W.H. Auden wrote, “We would rather be ruined than changed.” That first change, the buzz-cutt, is like jumping out of a plane with only an umbrella to break your fall. It’s a step of that requires courage. There is an admission of middle-age, of saying goodbye to your comb, brush and hair dryer.
Freed from the bondage of hair vanity, we are liberated, cleansed, becoming ourselves once again. Very few people understand this. My wife told me when she cut her hair once, I gave her a funny look, and because of that hair trauma, she felt my pain, but I told her no, she could never feel the pain my brother and I share. She would never enter our sacred brotherhood any more than we could enter her sisterhood of childbearing. For a man to lose something so powerful and symbolic is emasculating and difficult for a female to comprehend. We wallow in our pity alone with one another.

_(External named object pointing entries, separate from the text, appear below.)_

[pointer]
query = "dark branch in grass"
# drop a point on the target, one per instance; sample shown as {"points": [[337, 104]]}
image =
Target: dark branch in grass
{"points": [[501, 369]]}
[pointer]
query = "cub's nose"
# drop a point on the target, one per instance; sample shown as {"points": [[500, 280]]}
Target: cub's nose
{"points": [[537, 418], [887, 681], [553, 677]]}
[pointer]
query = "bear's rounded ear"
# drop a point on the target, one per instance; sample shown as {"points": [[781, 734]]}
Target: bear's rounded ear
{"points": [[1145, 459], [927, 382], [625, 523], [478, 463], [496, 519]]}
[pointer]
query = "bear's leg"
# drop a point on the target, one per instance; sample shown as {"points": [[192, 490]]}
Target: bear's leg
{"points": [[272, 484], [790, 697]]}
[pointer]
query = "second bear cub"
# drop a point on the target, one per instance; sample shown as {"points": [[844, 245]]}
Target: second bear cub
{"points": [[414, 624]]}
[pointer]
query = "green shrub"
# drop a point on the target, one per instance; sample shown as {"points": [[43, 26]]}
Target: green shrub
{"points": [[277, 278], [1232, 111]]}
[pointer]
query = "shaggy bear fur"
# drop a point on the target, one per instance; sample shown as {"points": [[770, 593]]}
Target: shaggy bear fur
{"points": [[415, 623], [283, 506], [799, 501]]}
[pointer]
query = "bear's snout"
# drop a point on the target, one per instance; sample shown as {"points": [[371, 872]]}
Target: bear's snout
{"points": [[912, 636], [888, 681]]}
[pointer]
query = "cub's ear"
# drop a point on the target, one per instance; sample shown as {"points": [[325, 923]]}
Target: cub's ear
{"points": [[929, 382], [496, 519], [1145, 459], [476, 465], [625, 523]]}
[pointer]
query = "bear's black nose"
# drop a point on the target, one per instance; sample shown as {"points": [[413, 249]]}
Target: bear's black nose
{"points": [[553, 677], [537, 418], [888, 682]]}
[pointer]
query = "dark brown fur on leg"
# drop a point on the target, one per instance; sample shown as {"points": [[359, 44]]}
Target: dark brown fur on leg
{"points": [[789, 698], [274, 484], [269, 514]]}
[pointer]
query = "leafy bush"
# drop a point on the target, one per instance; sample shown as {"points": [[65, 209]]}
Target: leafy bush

As I shaved Toby’s head and reassured him that he was still a man, his wife Debbie and my wife Karen walked into the room. I reassured him that life would be better now, through the muffled snickering of the inconsiderate women now observing and belittling. Through it all, however, I couldn’t bring myself to shave off the front area, the cowlick that had been so cute when my little brother was a baby. So I left it longer and shaved the rest. I stood back and looked. I said, “That’s the first twelve hair cowlick I’ve ever seen!” Then the two women who didn’t know any better fell to the kitchen floor, doubled over in laughter. And I, the one who felt his pain, couldn’t stop laughing. We were laughing uncontrollably, like the time we were sitting behind that guy with the comb over at the football game.
Perhaps though, I’ve found a silver lining. For in becoming less, our baldness gives us more. More of what we came into the world with. Thinly veiled heads, lots of scalp, newborns all over again, like Jesus said, “. . . unless you change and become like little children, you will never enter the Kingdom of Heaven.”
To paraphrase Psalm 131, one of the shortest Psalms:
I do not concern myself with much hair or things too wonderful for me.
But I have stilled and quieted my soul;
Like a weaned child with its mother,
Like a weaned child is my soul within me.